In an interview with The Times a year ago, Michael O’Byrne said there was no truth to the claims that they planned to sell the ashram or turn it into a private company.
One follower, Yogesh Thakkar, has accused insiders of turning Osho’s charitable trust, which controls the ashram, land, 226 books and thousands of live recordings, into a private vehicle for their own personal enrichment. “They have turned it into a commercial machine,” he said. “Anyone who disagrees is immediately banned.”
Global sales of Osho books, magazines, CDs, DVDs and other materials, which are available in dozens of languages, are worth as much as £150 million a year, according to Mr Thakkar, who lived on the commune for 13 years. The land on which the commune sits in Koregaon Park, the richest enclave of Poona, is worth 1.5 billion rupees (£175 million).
Michael O’Byrne, who is a lawyer, turned the ashram into the Osho International Meditation resort, where foreigners pay 1,100 rupees per day (£13) to participate in meditation sessions, play Zen tennis, take saunas and swim in a giant pool, all wearing the obligatory maroon bathing suits.
Near by, beneath a giant black glass pyramid, hundreds of men and women dressed in maroon robes shake wildly to a series of strange, drip-like noises blasted at them at high volume.
Osho, whose followers include Lady Gaga, was born Chandra Mohan Jain in 1931, near Bhopal, central India.
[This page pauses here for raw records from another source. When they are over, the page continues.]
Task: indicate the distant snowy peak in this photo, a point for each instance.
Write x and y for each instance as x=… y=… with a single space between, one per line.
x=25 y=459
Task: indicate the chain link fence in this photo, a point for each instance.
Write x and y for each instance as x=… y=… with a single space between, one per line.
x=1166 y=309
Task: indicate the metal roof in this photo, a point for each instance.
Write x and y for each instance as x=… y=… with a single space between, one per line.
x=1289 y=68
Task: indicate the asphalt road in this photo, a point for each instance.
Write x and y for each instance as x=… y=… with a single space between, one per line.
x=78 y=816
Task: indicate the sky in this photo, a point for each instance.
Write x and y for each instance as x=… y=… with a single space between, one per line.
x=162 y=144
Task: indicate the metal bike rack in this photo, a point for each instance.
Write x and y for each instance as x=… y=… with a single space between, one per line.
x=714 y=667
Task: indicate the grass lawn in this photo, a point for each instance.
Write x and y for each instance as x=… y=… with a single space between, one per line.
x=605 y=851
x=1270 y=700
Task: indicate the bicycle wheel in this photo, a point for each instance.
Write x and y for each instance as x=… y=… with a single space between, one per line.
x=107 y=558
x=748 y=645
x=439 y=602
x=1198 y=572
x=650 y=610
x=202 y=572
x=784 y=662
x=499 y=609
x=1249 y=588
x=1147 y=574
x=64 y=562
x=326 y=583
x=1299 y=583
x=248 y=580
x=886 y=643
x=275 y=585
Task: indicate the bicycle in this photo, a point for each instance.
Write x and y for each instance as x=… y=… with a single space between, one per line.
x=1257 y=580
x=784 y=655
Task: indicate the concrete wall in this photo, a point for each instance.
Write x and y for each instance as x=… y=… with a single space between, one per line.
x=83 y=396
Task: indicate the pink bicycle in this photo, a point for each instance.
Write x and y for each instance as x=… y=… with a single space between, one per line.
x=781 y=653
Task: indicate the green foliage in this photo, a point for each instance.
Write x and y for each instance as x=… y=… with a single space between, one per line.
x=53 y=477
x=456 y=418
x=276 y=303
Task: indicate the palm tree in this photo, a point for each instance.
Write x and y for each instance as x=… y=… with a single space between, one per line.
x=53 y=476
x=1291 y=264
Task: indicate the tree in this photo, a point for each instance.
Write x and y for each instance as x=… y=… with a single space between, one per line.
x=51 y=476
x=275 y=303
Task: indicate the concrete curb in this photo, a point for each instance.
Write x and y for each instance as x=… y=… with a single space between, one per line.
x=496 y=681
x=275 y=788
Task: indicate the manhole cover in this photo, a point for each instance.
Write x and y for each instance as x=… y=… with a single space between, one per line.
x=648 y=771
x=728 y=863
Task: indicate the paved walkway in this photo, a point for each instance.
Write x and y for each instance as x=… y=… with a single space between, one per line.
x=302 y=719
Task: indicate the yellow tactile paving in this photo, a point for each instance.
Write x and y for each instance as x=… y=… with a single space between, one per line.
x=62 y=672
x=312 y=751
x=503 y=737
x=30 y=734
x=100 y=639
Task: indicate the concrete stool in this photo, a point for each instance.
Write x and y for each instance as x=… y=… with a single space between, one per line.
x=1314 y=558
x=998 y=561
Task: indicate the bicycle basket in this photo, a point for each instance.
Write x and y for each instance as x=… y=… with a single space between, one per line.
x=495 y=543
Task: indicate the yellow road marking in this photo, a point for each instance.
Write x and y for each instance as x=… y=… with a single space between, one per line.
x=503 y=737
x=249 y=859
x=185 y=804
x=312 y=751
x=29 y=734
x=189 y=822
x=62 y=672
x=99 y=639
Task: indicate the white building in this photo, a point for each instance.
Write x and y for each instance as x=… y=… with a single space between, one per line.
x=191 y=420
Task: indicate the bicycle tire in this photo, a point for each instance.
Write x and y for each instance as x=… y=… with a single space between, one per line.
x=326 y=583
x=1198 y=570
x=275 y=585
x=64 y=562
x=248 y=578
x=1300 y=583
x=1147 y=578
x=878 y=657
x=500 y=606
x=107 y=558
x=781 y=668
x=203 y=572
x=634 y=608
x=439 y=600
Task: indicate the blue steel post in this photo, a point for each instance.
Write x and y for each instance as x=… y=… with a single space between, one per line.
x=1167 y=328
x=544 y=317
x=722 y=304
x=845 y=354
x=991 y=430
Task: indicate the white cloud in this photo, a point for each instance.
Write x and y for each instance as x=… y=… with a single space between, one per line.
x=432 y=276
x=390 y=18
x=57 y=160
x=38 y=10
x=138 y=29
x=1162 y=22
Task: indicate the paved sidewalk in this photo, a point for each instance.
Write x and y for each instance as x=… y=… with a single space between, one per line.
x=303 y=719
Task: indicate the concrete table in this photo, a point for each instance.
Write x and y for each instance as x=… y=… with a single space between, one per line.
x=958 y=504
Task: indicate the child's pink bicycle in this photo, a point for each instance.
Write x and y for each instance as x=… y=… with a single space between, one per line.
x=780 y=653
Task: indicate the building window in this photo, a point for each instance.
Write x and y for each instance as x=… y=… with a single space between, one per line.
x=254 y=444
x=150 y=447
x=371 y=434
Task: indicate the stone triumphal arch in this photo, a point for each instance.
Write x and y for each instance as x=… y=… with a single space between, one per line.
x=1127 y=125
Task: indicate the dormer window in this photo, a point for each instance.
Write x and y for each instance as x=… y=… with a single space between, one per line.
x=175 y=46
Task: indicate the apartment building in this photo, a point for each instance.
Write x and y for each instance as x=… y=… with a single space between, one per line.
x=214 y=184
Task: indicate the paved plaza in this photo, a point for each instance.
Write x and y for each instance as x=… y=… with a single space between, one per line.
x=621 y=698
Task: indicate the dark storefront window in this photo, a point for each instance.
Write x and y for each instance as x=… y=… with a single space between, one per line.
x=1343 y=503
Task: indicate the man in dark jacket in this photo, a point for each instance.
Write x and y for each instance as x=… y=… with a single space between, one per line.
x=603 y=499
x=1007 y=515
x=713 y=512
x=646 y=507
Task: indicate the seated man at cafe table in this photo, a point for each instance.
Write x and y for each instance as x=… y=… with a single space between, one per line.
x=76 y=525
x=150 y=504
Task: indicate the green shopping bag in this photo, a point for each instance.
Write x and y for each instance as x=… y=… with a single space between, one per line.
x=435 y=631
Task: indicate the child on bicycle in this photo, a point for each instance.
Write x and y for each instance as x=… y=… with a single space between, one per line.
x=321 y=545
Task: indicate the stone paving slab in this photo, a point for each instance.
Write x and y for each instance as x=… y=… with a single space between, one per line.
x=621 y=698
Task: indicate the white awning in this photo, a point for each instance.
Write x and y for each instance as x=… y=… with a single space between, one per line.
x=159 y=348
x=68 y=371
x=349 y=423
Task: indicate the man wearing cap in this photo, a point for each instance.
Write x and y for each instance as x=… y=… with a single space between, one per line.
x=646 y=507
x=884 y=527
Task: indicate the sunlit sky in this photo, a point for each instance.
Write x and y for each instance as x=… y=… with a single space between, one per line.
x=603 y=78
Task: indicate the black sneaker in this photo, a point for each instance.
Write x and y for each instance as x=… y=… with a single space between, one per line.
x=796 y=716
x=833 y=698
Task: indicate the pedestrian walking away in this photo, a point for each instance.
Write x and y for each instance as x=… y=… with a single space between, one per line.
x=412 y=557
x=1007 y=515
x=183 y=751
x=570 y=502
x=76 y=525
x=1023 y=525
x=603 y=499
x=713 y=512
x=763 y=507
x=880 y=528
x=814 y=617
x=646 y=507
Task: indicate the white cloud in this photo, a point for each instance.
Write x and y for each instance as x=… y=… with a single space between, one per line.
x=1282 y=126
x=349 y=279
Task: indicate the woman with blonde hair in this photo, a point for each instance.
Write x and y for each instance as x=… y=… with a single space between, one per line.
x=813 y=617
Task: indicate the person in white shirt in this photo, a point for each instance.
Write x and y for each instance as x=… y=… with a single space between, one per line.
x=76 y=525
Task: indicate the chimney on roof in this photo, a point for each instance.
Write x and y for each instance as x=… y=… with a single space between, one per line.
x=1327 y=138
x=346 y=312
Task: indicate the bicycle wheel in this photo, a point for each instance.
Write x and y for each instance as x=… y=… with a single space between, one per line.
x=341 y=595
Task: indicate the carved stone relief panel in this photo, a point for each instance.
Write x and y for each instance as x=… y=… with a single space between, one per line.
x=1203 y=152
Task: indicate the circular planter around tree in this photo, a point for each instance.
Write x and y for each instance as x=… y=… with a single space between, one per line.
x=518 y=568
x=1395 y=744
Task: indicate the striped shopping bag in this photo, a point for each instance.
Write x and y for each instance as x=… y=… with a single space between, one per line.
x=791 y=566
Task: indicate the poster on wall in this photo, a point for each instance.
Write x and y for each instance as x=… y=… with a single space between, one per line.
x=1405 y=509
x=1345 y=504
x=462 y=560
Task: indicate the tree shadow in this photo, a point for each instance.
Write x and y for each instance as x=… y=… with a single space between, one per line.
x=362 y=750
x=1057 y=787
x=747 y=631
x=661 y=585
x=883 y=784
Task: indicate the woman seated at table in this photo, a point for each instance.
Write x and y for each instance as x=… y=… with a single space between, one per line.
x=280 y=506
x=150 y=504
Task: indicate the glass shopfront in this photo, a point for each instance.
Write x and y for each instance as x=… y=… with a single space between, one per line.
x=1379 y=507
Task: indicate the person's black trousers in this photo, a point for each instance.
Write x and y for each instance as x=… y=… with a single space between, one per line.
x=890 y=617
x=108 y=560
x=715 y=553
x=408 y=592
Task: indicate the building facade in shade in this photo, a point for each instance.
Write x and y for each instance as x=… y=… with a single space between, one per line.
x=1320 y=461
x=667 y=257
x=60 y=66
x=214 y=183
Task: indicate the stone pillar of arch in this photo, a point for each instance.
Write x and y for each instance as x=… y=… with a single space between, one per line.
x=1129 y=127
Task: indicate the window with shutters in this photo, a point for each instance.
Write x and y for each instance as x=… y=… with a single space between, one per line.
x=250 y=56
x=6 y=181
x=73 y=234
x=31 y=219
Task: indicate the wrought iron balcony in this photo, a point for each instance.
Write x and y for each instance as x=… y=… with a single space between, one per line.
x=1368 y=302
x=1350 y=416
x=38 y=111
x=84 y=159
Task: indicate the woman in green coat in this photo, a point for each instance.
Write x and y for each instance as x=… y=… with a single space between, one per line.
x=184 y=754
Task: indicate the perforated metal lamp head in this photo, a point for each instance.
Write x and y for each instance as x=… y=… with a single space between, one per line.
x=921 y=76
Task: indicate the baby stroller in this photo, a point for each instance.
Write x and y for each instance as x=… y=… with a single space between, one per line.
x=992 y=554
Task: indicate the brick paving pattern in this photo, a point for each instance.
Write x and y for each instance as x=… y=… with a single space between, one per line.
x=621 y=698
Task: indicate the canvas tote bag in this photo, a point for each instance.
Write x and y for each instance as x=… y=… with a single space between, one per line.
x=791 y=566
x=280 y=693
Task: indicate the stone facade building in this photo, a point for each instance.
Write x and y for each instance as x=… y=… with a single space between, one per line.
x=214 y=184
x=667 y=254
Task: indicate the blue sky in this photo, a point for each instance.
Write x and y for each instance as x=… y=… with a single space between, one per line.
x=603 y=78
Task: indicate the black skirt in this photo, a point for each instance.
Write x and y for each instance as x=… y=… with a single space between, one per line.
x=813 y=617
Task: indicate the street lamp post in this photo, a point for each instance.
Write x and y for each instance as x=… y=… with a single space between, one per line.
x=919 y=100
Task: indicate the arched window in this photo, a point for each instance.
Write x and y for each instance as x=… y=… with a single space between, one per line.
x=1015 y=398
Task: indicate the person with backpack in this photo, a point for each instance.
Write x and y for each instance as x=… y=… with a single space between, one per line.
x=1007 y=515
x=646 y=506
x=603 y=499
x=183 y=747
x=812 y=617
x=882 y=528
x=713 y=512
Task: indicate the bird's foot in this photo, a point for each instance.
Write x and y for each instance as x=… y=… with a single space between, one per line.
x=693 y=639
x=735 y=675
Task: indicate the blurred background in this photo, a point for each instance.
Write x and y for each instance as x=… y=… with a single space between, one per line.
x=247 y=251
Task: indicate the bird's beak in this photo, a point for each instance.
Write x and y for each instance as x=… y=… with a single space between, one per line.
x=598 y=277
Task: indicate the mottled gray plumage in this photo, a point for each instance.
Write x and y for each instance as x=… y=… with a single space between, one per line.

After living for a while in Mumbai, he set up his ashram in Poona in 1974 with money from a Greek shipping heiress, and went on to attract growing numbers of Westerners lured by his teachings of free expression and sexual openness. His provocative stance upset the Indian Government, amid claims that the Poona ashram was becoming a focus for drugs and prostitution, and that violence and group sex were becoming a regular feature of “therapy sessions”. In 1981 he moved to the US, where he established a new community in Oregon.
With many wealthy followers, including musicians and actors, Osho lived like royalty, but the commune collapsed in 1985 when he was arrested by the FBI and deported after it emerged that associates had committed serious crimes, including a bioterrorist attack using salmonella on the citizens of a local town.